Japanese manufacturers Toyota and Nissan have been respected for quality for decades now, and Toyota was the most valuable car company in the world until Tesla’s exploding share price usurped it. Korean manufacturers Kia and Hyundai, however, haven’t managed to escape the rung below the Japanese, despite arguably producing cars that are just as good, and that are backed by incredible warranties, which shows the confidence these manufacturers have in their products.
Until Volkswagen released the ID.3 and ID.4, Kia and Hyundai had found a clear opening between the premium Tesla models and more city-oriented Renault Zoe and venerable Nissan Leaf. The Hyundai Kona, Kia Soul EV and Kia e-Niro provide range up to 300 miles and decent performance for less than any Tesla, in practical formats and packed with technology. All these cars come from a collaboration between Kia and Hyundai, so share a couple of drivetrains. None are pure BEVs, but they still deliver very competent performance, efficiency and driving experience. The Kona had sold 100,000 units by July 2020, showing its popularity.
Hyundai is getting ready for the next step, however, and has spun off an all-electric brand called Ioniq, the same as one of its existing EVs. This new brand will use a dedicated electric platform called E-GMP, and the first product employing this platform was recently revealed – the Ioniq 5. It looks amazing, with concept-car styling that, like the Honda-e, appears to have made it out of the design studio all the way into the real world.
The specs are way beyond “me too” as well. Battery sizes range up to 72.6kWh, with WLTP range up to 300 miles. With 800V charging supported, the Ioniq five can take advantage of 350kW charging stations such as Ionity’s, allowing it to replenish its battery to 80% in just 18 minutes. A mere five minutes will provide over 60 miles of range. There’s an all-wheel-drive option delivering over 300hp and 0-62mph in 5.2 seconds. That’s around what the new Porsche Taycan RWD can deliver, and faster than a Tesla Model 3 Standard Range Plus.
One particularly noteworthy innovation is the Vehicle-to-Load (V2L) system, allowing the vehicle to supply up to 3.6kW to external devices via a typical AC socket. The top Honda e trim also offers a similar facility, but the Ioniq 5’s version is not only available for back seat passengers but is also included next to the external charge port for devices outside the car. So if you want to inflate a camp bed, power a fridge on a picknick, or recharge your mountain e-bike, you can.
This is not a prototype that will be toned down before it goes on the market, either. A car looking just like the press image has been spotted on the streets of Seoul, and another Ioniq 5 was featured in a Chelsea Football Club training session in the UK, where its V2L ability was employed by machines shooting footballs at the players.

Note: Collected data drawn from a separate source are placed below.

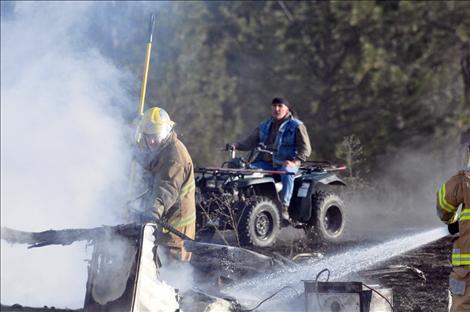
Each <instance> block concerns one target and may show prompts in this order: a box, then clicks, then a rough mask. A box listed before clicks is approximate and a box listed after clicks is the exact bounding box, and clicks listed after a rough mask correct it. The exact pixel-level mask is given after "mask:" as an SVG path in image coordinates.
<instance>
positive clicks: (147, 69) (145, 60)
mask: <svg viewBox="0 0 470 312" xmlns="http://www.w3.org/2000/svg"><path fill="white" fill-rule="evenodd" d="M154 26H155V16H154V15H153V14H152V15H151V17H150V30H149V40H148V42H147V51H146V53H145V66H144V75H143V77H142V88H141V89H140V105H139V115H140V116H142V115H143V114H144V109H145V93H146V91H147V78H148V72H149V68H150V52H151V50H152V37H153V28H154Z"/></svg>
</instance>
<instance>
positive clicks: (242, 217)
mask: <svg viewBox="0 0 470 312" xmlns="http://www.w3.org/2000/svg"><path fill="white" fill-rule="evenodd" d="M238 213H239V218H238V226H237V230H238V238H239V240H240V244H241V245H242V246H246V245H250V244H251V245H253V246H257V247H268V246H272V245H273V244H274V242H275V241H276V239H277V236H278V234H279V230H280V228H281V218H280V215H279V209H278V207H277V206H276V204H274V202H273V201H272V200H271V199H269V198H267V197H263V196H253V197H252V198H250V199H249V200H248V201H246V202H245V203H243V204H240V205H239V206H238Z"/></svg>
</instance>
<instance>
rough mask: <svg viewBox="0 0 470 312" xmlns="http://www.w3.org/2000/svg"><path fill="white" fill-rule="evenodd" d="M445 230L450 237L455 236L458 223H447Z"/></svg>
mask: <svg viewBox="0 0 470 312" xmlns="http://www.w3.org/2000/svg"><path fill="white" fill-rule="evenodd" d="M447 230H448V231H449V233H450V234H451V235H455V234H457V233H459V221H456V222H453V223H449V224H448V225H447Z"/></svg>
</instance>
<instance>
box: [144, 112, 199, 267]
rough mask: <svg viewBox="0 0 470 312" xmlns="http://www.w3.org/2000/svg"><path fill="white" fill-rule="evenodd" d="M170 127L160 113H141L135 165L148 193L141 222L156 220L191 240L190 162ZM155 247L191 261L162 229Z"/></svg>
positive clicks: (194, 204) (173, 131) (144, 196)
mask: <svg viewBox="0 0 470 312" xmlns="http://www.w3.org/2000/svg"><path fill="white" fill-rule="evenodd" d="M174 125H175V123H174V122H173V121H171V119H170V117H169V116H168V113H167V112H166V111H165V110H164V109H162V108H159V107H152V108H150V109H148V110H147V111H145V113H144V115H143V116H142V119H141V120H140V122H139V125H138V128H137V134H136V141H137V143H138V146H139V147H140V156H141V157H139V160H140V161H139V163H140V164H141V165H142V167H143V171H144V172H143V174H142V175H143V181H144V184H145V185H146V186H147V190H148V191H147V192H146V193H145V195H144V198H143V203H144V209H146V212H147V214H146V216H147V217H146V220H145V221H149V222H152V218H153V220H154V219H155V218H157V219H159V220H161V221H163V222H166V223H168V224H169V225H171V226H173V227H174V228H175V229H176V230H178V231H179V232H181V233H183V234H185V235H186V236H188V237H189V238H191V239H194V237H195V232H196V204H195V181H194V169H193V162H192V160H191V157H190V155H189V153H188V151H187V149H186V147H185V146H184V144H183V143H182V142H181V141H180V140H179V139H178V137H177V135H176V132H175V131H174V130H173V128H174ZM158 243H159V244H161V245H164V246H166V247H167V248H168V250H169V253H170V255H171V256H172V257H173V258H177V259H179V260H181V261H189V260H190V258H191V253H189V252H187V251H186V250H185V249H184V247H183V240H182V239H181V238H180V237H178V236H176V235H174V234H173V233H170V232H168V230H166V229H164V228H163V229H161V235H160V238H159V239H158Z"/></svg>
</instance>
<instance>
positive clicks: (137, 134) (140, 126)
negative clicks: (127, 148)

The Ioniq 5 is just the first in a line of pure BEVs from the new brand. There will be an Ioniq 6 later in 2022 and an Ioniq 7 in early 2024. However, Hyundai isn’t putting its eggs only in the electric basket. The company has also developed hydrogen-powered cars including the Nexo, which is one of the two FCEVs worth considering alongside Toyota’s Mirai. However, Hyundai seems most interested in hydrogen for its truck and bus business via its XCIENT Fuel Cell transportation solution.
Despite the Nexo, Hyundai’s focus for passenger cars is clearly on BEVs. The Ioniq 5 will be priced around the same as a Tesla Model Y Long Range. With similar performance specification, almost as much range, and some enticingly innovative features like V2L, the car has clear appeal. It will also be going on sale in Europe in mid-2021, which is likely to mean delivery ahead of the Tesla Model Y.
It definitely won’t be plain sailing for the Korean company. Hyundai has recently had to recall a whopping 82,000 of its Kona EVs for battery replacement after a fire battery risk was identified. This recall is expected to cost about $900 million. But with its Ioniq brand, Hyundai is clearly aiming to elevate itself from secondary status to leading player in the EV revolution. The Ioniq 5 looks like a promising first step up.